Monday, February 21, 2011

Two-Factor Authentication

No moto content in this post but anyone using Google's Blogger platform or Gmail service should consider taking advantage of their new two-factor authentication service (sometime referred to as two-step authentication). In addition to the normal userid and passphrase used to authenticate into Blogger or Gmail, you will be prompted for a passcode. This passcode can be generated using a free Google app on your smart phone (e.g. Authenticator on my iPhone) or it could be sent to you via a text message. Everytime you run the app, you get a different passcode. I don't know how long it is valid but I suspect on the order of a minute or so. Essentially impossible to guess. So you have to not only know your passphrase but also have possession of your mobile phone. To sync the app with your account, a QR code is displayed on the screen during the setup process. You just aim the camera on your phone at the screen to read the QR code. The app is now synced to your account.
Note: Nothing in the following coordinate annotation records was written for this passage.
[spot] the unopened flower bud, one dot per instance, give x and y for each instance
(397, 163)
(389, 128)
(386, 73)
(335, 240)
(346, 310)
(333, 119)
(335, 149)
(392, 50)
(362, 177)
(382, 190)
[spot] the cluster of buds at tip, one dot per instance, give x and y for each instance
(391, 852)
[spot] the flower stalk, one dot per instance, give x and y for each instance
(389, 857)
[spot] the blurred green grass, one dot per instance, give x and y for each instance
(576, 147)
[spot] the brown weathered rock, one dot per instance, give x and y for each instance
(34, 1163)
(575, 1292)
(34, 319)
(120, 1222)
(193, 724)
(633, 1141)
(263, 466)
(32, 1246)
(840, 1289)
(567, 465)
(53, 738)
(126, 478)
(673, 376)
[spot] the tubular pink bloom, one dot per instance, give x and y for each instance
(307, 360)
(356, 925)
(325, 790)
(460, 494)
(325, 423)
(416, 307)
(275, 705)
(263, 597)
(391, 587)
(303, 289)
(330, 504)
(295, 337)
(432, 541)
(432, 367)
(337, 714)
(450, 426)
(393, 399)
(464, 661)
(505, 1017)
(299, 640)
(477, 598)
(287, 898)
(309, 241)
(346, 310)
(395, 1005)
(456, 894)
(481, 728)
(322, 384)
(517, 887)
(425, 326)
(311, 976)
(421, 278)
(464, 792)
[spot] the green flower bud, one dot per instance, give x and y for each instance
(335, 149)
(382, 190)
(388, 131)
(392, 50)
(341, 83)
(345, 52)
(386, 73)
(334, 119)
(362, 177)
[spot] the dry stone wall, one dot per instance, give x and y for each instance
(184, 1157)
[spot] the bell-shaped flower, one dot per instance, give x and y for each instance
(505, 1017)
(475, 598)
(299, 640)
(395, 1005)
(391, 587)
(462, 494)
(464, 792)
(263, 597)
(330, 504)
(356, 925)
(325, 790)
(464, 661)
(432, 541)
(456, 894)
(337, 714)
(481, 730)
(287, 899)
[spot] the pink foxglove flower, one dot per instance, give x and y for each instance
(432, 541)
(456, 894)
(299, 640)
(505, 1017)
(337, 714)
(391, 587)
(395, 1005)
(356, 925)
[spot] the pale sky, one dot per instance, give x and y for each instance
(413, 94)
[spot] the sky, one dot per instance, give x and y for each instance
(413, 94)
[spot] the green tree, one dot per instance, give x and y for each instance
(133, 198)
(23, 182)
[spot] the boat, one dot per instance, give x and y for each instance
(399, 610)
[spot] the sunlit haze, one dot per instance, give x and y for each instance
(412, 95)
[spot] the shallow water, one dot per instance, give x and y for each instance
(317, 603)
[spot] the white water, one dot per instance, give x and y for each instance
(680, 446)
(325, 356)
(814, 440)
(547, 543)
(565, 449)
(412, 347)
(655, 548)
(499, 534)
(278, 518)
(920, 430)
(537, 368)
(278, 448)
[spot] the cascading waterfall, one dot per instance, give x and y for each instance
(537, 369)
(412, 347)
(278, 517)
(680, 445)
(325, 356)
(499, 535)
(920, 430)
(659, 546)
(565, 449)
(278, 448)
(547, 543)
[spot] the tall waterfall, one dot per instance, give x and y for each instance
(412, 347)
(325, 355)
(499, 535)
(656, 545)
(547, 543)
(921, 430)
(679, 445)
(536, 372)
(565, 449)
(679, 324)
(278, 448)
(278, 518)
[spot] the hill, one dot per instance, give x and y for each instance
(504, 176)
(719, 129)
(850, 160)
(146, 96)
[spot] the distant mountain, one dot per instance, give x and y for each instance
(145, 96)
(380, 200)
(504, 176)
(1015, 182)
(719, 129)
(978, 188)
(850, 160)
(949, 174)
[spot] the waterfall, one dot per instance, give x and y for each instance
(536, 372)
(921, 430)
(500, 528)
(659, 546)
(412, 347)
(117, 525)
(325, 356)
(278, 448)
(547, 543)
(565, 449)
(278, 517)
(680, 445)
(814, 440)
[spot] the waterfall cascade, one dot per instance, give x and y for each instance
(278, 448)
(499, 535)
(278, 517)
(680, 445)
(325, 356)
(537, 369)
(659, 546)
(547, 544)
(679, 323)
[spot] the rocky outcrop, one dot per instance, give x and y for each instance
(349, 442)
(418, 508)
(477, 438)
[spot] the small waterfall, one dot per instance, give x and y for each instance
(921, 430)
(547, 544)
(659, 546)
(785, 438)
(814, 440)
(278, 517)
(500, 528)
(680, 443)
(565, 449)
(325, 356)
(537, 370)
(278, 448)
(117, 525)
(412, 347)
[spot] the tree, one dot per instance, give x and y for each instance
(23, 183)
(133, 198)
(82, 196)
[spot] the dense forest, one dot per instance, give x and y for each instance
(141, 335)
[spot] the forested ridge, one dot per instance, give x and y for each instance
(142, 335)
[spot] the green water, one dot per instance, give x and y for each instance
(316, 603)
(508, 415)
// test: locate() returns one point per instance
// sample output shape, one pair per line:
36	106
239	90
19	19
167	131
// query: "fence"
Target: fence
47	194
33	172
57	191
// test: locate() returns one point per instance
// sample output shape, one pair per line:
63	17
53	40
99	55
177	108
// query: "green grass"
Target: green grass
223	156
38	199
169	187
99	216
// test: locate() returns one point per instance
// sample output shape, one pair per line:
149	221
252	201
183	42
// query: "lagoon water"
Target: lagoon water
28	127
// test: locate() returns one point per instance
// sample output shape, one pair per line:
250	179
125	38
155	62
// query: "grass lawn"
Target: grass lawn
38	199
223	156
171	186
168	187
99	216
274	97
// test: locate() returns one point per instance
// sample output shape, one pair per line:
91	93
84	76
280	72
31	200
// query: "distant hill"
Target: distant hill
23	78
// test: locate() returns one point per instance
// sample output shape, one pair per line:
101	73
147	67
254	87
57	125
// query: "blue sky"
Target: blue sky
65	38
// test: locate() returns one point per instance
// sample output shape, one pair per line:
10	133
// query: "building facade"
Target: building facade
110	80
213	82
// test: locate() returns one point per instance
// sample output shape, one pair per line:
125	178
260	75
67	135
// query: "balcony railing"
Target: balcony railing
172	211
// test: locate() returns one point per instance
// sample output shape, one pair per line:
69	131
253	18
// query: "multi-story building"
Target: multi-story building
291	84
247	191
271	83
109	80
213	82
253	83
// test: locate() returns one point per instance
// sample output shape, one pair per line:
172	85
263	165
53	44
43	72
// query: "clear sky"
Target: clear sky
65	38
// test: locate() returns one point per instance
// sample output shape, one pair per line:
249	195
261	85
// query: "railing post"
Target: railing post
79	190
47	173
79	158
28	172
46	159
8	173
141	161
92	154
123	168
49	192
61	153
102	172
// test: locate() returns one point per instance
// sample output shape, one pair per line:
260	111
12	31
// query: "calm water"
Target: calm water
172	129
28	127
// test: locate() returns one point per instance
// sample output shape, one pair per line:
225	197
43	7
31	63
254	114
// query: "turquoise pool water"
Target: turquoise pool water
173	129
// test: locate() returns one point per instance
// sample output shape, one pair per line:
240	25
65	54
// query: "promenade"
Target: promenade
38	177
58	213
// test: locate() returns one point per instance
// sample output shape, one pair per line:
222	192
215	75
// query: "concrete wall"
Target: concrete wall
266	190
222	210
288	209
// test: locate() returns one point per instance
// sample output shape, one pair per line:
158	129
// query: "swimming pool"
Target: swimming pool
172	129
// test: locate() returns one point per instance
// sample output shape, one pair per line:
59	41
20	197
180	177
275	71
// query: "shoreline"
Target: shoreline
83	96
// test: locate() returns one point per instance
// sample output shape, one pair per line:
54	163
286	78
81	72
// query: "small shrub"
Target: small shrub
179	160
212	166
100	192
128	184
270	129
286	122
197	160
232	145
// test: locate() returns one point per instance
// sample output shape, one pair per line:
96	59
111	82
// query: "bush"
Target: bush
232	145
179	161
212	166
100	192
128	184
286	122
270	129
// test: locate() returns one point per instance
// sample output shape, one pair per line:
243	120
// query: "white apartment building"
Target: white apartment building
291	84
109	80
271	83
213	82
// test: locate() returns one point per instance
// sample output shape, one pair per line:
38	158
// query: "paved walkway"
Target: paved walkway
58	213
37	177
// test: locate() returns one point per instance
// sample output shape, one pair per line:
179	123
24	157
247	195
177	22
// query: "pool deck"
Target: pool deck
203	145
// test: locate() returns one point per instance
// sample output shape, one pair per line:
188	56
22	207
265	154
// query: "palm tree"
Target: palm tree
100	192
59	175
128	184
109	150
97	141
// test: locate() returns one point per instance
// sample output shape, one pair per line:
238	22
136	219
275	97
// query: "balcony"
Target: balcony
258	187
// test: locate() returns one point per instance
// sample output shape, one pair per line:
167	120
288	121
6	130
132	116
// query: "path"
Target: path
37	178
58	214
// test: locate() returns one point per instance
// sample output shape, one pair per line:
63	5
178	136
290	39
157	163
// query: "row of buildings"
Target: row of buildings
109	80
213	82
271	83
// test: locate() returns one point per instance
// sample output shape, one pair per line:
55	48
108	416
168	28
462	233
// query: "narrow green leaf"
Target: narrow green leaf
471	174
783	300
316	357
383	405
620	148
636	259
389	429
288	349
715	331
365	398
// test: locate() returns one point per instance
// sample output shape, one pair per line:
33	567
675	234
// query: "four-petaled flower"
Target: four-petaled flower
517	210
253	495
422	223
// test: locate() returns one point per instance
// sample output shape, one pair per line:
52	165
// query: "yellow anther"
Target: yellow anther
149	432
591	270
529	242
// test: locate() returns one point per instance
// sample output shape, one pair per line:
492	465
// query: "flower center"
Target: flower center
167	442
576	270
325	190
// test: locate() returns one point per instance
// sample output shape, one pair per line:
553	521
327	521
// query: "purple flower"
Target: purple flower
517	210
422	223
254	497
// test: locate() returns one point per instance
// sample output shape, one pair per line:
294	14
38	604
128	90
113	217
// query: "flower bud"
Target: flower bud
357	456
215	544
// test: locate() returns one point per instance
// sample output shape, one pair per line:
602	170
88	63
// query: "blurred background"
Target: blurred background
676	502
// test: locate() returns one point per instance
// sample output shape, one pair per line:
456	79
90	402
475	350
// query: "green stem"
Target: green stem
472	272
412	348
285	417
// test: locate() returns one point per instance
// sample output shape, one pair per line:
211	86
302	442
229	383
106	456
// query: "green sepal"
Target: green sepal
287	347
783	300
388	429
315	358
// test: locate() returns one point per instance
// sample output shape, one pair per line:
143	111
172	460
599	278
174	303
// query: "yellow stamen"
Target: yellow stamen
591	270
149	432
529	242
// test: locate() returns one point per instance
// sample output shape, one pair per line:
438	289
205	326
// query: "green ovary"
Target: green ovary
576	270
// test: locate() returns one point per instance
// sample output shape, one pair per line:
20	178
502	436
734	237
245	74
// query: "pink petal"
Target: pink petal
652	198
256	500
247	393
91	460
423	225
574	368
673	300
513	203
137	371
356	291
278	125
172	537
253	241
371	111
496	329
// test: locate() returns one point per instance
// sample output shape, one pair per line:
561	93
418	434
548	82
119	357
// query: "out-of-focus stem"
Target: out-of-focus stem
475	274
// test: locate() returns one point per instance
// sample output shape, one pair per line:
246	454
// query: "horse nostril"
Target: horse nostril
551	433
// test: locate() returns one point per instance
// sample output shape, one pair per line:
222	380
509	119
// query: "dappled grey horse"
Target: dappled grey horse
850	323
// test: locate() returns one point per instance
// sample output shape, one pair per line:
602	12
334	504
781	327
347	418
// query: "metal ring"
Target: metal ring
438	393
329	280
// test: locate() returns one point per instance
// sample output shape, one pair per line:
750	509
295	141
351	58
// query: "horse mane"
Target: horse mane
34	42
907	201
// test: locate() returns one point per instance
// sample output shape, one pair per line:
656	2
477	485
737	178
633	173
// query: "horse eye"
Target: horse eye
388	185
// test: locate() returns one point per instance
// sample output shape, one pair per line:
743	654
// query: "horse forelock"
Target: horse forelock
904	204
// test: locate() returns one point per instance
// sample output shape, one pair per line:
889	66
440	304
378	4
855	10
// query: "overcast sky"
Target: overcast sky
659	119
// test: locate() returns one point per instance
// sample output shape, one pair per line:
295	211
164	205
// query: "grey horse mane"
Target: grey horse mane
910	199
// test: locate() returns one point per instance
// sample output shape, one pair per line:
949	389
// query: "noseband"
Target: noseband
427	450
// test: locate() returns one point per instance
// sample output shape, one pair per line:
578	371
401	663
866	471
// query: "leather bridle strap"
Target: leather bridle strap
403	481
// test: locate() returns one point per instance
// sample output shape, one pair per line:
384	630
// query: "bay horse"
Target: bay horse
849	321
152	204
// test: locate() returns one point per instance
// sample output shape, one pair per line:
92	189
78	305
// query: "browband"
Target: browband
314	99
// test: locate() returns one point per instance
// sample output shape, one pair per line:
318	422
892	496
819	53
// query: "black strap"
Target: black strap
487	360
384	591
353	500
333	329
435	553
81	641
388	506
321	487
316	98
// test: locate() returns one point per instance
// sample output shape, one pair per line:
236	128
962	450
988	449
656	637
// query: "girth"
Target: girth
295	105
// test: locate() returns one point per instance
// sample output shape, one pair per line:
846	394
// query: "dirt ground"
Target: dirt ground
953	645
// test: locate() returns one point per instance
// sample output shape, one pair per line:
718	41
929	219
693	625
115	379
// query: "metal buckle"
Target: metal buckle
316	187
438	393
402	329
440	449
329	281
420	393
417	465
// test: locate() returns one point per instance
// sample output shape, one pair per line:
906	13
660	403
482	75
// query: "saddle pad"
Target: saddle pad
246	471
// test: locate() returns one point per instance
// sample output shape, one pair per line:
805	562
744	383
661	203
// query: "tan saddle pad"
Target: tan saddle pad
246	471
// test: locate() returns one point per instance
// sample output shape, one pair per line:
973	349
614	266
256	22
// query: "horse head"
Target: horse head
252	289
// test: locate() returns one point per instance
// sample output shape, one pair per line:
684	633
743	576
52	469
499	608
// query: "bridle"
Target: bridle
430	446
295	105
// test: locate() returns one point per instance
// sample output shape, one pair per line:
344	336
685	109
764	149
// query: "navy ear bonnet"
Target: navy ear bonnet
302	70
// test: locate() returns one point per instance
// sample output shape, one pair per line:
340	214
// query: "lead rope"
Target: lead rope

Once the app is setup, you simply run the app after entering your username and passphrase. A code is displayed on your phone, enter it in and you're logged in for the next thirty days. Pretty slick. Many Google apps don't support two factor authentication yet. For these, you generate one time passphrases for each app using the Google account setting website. For example, if you use their IMAP service with your laptop or smartphone, a one time password will need to be generated for your email client to authenticate. This service is a huge step forward and I would encourage anyone with a Google ID turn on this feature. Many of those that comment on this blog have Google IDs.

Edit Tuesday morning - So far, I have three apps that don't support two-factor authentication. IMAP from my email clients on my laptop and phone, Google Voice app on my phone, and the Google Latitude app on my phone. I suspect that I'll probably run into a few more over the next couple of weeks. I now also have it set up on my Google Apps account (hosted domain). You have to enable the feature for the domain.


  1. two factor authentication is what we use to authenticate to our devices in network management. good stuff.

    will look into enabling it for myself though I wonder how that would affect the fact I use pop3 via outlook to get may email from my gmail account.


  2. Charlie6
    The process for POP3 is the same as IMAP or any other app that doesn't support two-factor authentication. So far I have IMAP, Google Voice and Google Latitude set up as unsupported apps. So far, no problems.

  3. Unfortunately, this is going to fly over the heads of 99% of the population -- the very 99% that need this the most, i.e. the "let's use the same password everywhere and write it down on a post-it note stuck to the monitor" group.

    TL;DR: 2-factor authentication is GOOD. USE IT.

  4. Stacy:
    I was thinking the exact same thing while writing the post. But since many of those reading and commenting were also Blogger users, I thought it wouldn't hurt to try and get the message out on this new Google option.

  5. Richard, just like Stacy said "this is going to fly over the heads of 99% of the population"
    I'm an IT guy, I manage the IT department for a small bank and I come in contact with people that have no clue about online security and most of the time use dictionary passwords. It's amazing the lack of basic knowledge.
    Great idea to post this information, hopefully us bloggers know better ;-)

  6. RichardM:

    I also wanted to get in on the action but I prefer 3 factor authentication rather than the two factor due to the fact we are getting snow flurries tomorrow.

    Wet Coast Scootin

  7. "It's like you're trying to speak to me. I know it. Look. You're really cute, but I can't understand what you're saying. Say the first thing again."

    Sorry...had to with the mention of this going over most peoples heads! LOL. Great information!